Bonsoir,
Je viens de recevoir le livre du Capitaine Regnault: Loin de France, Pages détachées du Carnet de route d’un officier de l’Armée d’Orient 1915-1917, Société Française d’imprimerie et de publicité, Paris, Angers, 1921.
Je vous livre le passage qui nous intéresse:
"L'avion abattu.
Gros émoi dans le camp. Des cris, des appels m'éveillent. Au dessus de nous, à faible hauteur, se déroule un combat aérien. La jumelle aux yeux, je regarde. Le français soudain, fonce sur son adversaire. Là-haut, les mitrailleuses crépitent. Clameur formidable: l'allemand tombe. A pic, l'appareil descend pour se renverser soudain. Un point noir est projeté en avant et je vois nettement l'homme tomber en boule, tandis que l'appareil renversé glisse plus doucement vers le sol.
L'avion est tombé dans la partie sud du lac Ardzan, marécage couvert de roseaux, dépassant l'eau de plus de deux mètres.
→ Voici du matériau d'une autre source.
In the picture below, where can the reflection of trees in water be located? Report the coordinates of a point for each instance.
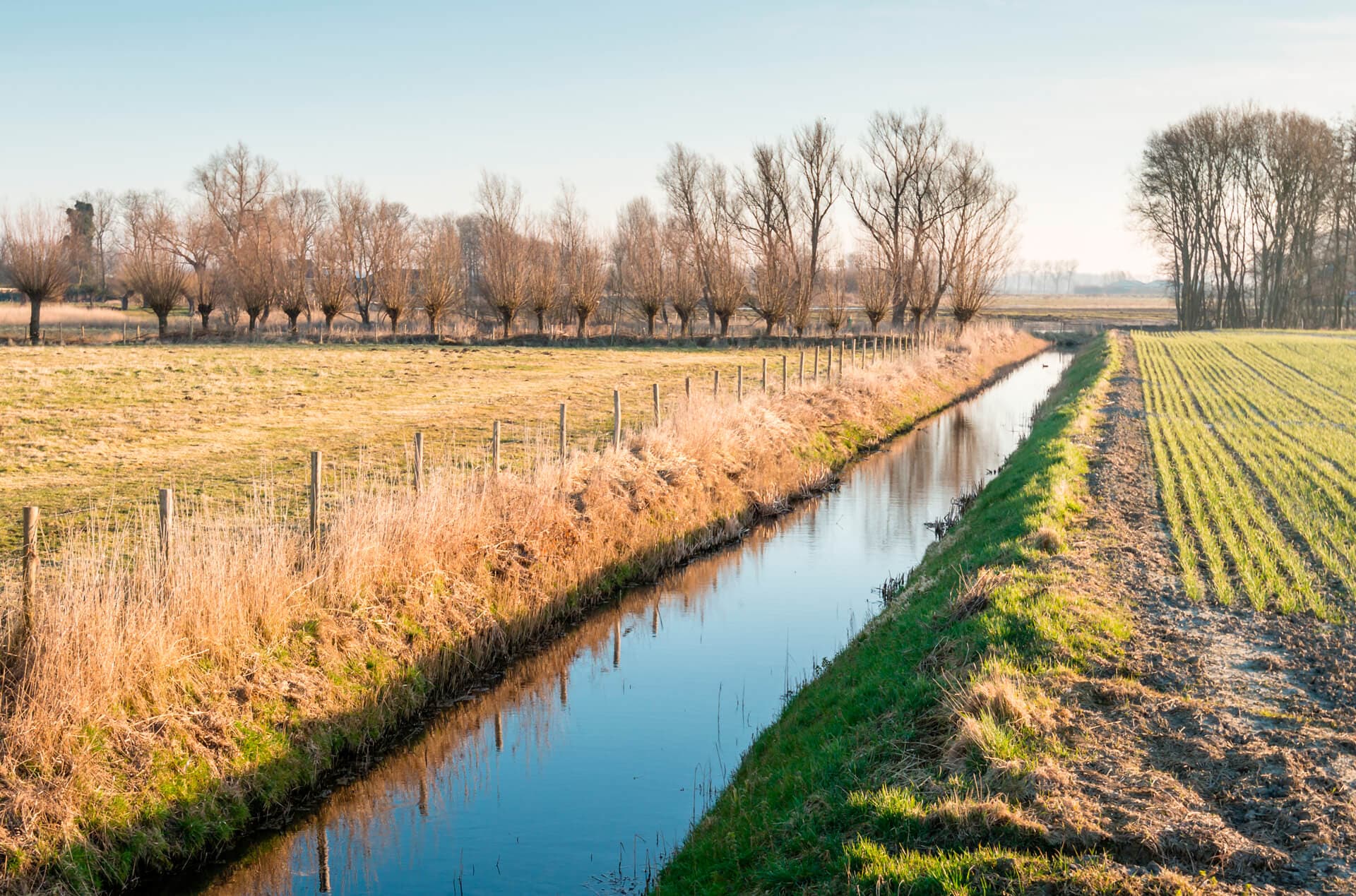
(455, 760)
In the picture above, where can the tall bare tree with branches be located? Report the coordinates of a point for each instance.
(34, 261)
Discussion hâtive avec les aviateurs français qui ont atterri au bord du lac, des barques sont réquisitionnées par mes zouaves et nous embarquons.
Un chenal frayé nous permet d'espacer les cinq barques sur un vaste front et face au sud, nous nous enfonçons dans les roseaux.
Seul dans ma barque avec un adjudant et un pécheur grec, nous allons, restant en liaison à la voix avec les barques voisines.
Les roseaux serrés empêchent de ramer et coupent les mains qui les écartent. Une odeur fétide monte de cette eau croupie, où grouillent des larves informes, des nuages de moustiques tourbillonnent autour de nous.
Une heure durant, nous avançons ainsi, les appels des voisins se font rares, las de cette navigation pénible, ils nous abandonnent.
Seuls dans les roseaux, nous voguons, la gaffe ne rencontre plus le fond, la barque fait eau et l'écope, passée de main en main a peine à la vider. Une avarie, une fissure, ce sera la mort sans rémission, la noyade sans espoir de secours, en plein marais. Pourtant, nous le sentons, nous sommes sur la bonne voie et pourtant, en vain de l'avant de la barque, je fouille l'épais taillis des joncs. Encore un effort, des deux bras, j'écarte les tiges et soudain, un cri nous échappe: "le voilà!"
Les roseaux brisés sur un large espace, dans une grande tâche d'huile et d'essence, entouré de débris, l'oiseau abattu est là, dans un grand silence. Retourné, les deux ailes brisées le soutenant encore, il étale fièrement au ciel, ses croix noires, tandis que le vent joue une fanfare grêle aux cimes des roseaux.
Notre barque aborde l'appareil. Hissé sur le fuselage, j'atteins et défonce le capot. Un casque, des papiers, des cartes mouillées, je recueille ce butin et soudain, mon bras plongé dans l'eau touche quelque chose: le corps du pilote allemand....
Demain, des zouaves réussiront à ramener l'avion au rivage et le cadavre sera enterré avec les honneurs militaires.
Et puis, plus tard....
Kalenik, octobre 1916. Un soldat entre et salue: "Mon lieutenant, l'officier payeur vous prie de vouloir signer ceci". Et tandis que ma main signe l'acte de décès de "Koestle Joseph de Hanovre (Allemagne) aviateur, décoré de la Croix de Fer, mort dans un combat aérien le 23 mars 1916, à Amatovo, Grèce", je revois soudain le ciel si clair de mars, l'avion abattu flottant sur le lac, tandis que le vent se jouait dans les roseaux et ma pensée va très loin, vers l'officier, vers l'autre qui , projeté de cinq cent mètres de hauteur, s'est enfoui à tout jamais, lui, sans laisser aucune trace dans les roseaux d'Ardzan."
Ce qu'on peut en tirer:
- Les photos présentées datent du lendemain du crash, 24 mars, jour où les zouaves ramènent l'épave et le corps sur la terre ferme. Les personnes qui y figurent ne sont donc pas nécessairement les découvreurs de la veille.